Fig. 2.. Specific lysine acetylations vary between p53’s pulses due to regulation of HDAC enzymes.

(A) Phosphorylations or acetylations at the indicated residues of p53 were monitored by Western blots of total cell lysates (left) or of p53 immunoprecipitates (IP) (right) in the first and second pulses. Loading was normalized for total p53. Modifications indicated in red showed differences in levels between the two pulses. (B) Quantification of the Western blot from A, normalized to total p53 levels (n = 3 biological replicates, error bars indicate SD). (C) Western blot of acetylation at lysine-373 (K373-Ac) or lysine-382 (K382-Ac) of p53 at the indicated time points after 10-Gy x-ray irradiation. Actin is shown as a loading control. (D) Quantification of time-course Western blot signal from (B), normalized to the maximum level attained for each species over the time course (n = 3 biological replicates, error bars indicate SD). (E) Schematic of experiment showing addition of inhibitor(s) at the trough between p53 peaks (4.5 hours post irradiation). (F) Western blot of p53 acetylated at K373, K381, or K382 in the presence or absence of HDACi or SIRTi added at the time point shown in A. Total p53 is shown as a loading control. (G) Left: BTG2 mRNA levels following 48-hour knockdown with control or BTG2 short interfering (si)RNA. Right: Western blot of p53 acetylated at K373 or K382 following siRNA silencing of BTG2 (see Materials and Methods) and after the indicated number of hours after irradiation.

Fig. 3.. Enhancing p53 acetylation differentially affects target gene expression.

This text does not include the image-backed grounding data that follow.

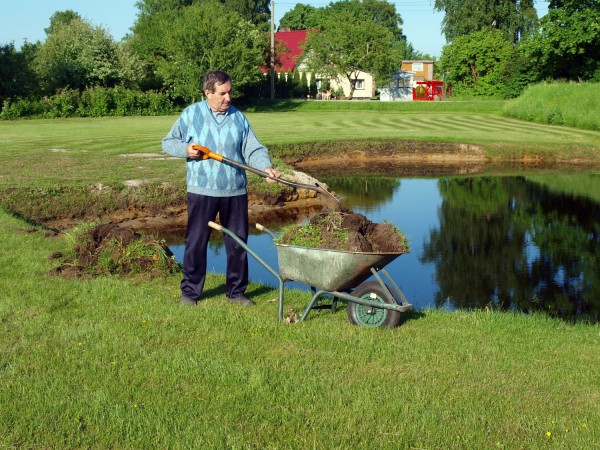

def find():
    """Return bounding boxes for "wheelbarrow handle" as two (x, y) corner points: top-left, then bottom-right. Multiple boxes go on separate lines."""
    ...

(191, 145), (340, 204)
(207, 220), (221, 231)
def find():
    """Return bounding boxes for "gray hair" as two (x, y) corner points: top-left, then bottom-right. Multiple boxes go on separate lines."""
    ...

(203, 71), (232, 93)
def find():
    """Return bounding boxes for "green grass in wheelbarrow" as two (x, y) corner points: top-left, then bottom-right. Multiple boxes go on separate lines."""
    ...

(275, 212), (409, 253)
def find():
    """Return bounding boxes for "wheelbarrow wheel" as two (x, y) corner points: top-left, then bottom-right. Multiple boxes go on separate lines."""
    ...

(347, 281), (401, 328)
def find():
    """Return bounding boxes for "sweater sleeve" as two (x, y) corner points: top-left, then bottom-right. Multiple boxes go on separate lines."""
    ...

(162, 115), (189, 158)
(242, 124), (273, 171)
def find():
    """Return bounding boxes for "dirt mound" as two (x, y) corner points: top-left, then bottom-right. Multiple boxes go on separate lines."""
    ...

(50, 223), (179, 278)
(276, 212), (408, 253)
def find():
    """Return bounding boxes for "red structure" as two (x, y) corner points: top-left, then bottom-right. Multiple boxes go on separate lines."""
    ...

(274, 30), (308, 72)
(260, 30), (308, 74)
(412, 80), (444, 101)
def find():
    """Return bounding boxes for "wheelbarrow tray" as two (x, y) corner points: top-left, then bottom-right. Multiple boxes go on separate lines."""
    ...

(275, 243), (404, 292)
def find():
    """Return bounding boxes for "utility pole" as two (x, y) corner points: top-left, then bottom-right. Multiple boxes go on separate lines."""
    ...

(270, 0), (275, 101)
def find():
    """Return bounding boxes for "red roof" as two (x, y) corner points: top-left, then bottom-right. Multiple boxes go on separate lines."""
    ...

(274, 30), (308, 72)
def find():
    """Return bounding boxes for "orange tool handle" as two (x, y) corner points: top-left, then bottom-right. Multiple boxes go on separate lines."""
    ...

(191, 145), (340, 203)
(192, 144), (223, 161)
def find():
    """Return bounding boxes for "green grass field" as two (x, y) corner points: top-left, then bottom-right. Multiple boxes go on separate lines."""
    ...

(1, 106), (600, 189)
(1, 210), (598, 448)
(1, 100), (600, 448)
(504, 82), (600, 131)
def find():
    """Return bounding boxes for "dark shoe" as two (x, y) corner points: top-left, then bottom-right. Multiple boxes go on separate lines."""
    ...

(227, 294), (255, 306)
(180, 295), (198, 306)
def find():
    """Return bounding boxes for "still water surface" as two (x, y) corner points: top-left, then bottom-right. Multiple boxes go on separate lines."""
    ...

(171, 174), (600, 322)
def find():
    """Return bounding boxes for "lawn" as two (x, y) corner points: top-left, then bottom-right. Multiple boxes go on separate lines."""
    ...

(1, 105), (600, 189)
(1, 209), (599, 448)
(1, 103), (600, 448)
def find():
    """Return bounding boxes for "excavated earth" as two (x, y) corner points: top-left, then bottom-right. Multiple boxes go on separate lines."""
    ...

(44, 141), (575, 277)
(277, 211), (408, 253)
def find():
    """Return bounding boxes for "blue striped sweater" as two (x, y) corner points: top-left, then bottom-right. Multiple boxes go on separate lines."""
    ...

(162, 101), (273, 197)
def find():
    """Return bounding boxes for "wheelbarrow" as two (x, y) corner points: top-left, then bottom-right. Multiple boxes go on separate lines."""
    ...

(208, 221), (414, 328)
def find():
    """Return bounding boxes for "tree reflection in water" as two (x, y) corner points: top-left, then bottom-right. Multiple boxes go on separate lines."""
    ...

(419, 176), (600, 322)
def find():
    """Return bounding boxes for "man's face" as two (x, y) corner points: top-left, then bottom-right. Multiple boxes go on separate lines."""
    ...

(205, 81), (232, 113)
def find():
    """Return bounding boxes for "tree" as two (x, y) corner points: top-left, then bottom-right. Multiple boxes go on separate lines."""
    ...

(299, 70), (309, 98)
(0, 43), (39, 104)
(155, 2), (266, 102)
(134, 0), (271, 31)
(291, 69), (301, 98)
(278, 4), (322, 31)
(434, 0), (537, 43)
(523, 0), (600, 81)
(308, 71), (317, 98)
(130, 0), (270, 95)
(440, 29), (533, 98)
(220, 0), (271, 31)
(44, 10), (82, 35)
(335, 0), (403, 39)
(34, 16), (144, 93)
(302, 0), (405, 99)
(276, 69), (288, 98)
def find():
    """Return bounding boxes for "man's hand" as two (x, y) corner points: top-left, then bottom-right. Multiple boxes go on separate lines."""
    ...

(264, 167), (281, 184)
(186, 143), (209, 159)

(A) qPCR analysis of the mRNA levels of the indicated genes at 8 hours after irradiation treated with or without HDACi, normalized to mRNA levels in unirradiated cells. Error bars represent SD from three biological replicates. *P < 0.05, **P < 0.01 by t test. (B) Schematic of p53 constructs harboring single or double K➔R mutations. (C) qPCR analysis of mRNA levels of CDKN1A, PAI1, PML, and PUMA after the second p53 pulse in cells expressing the indicated p53 variants and treated with or without HDACi. Error bars represent SD from three biological replicates. *P < 0.05, **P < 0.01 by t test (all conditions compared to WT + HDACi).

Fig. 4.. Pulse-dependent modifications of p53 temporally separate its various transcription programs.

(A) GSEA barcode of “positive regulation of cell adhesion” pathway genes (top) or “DSB DNA repair” pathway genes (bottom) in 2KR compared to WT cells at 3 or 8 hours post irradiation. (B) Normalized Enrichment Score (NES) for the pathways shown in (A) at the indicated time points as calculated by GSEA. Positive values represent enrichment in WT p53, while negative values represent enrichment in 2KR. (C) Scatter plot of the fold-change AUC from 1 to 3 hours for p53 target genes in WT versus 2KR cells. Genes enriched at least 1.5-fold in WT or 2KR are colored red or blue, respectively. (D) Stacked bar-graph showing the percentage of gene targets having a WT:2KR (for WT > 2KR) or 2KR:WT (for WT < 2KR) AUC ratio at or above the indicated threshold. Red bars represent genes enriched in WT cells, and blue bars represent genes enriched in 2KR cells. (E) Model depicting how changes in acetylation on distinct pulses of p53 lead to different transcriptional activation of target genes. Red genes are better induced under K373/K382 acetylated p53. Blue genes are better induced under nonacetylated p53. The shift is gradual with grey genes in the middle having no preference.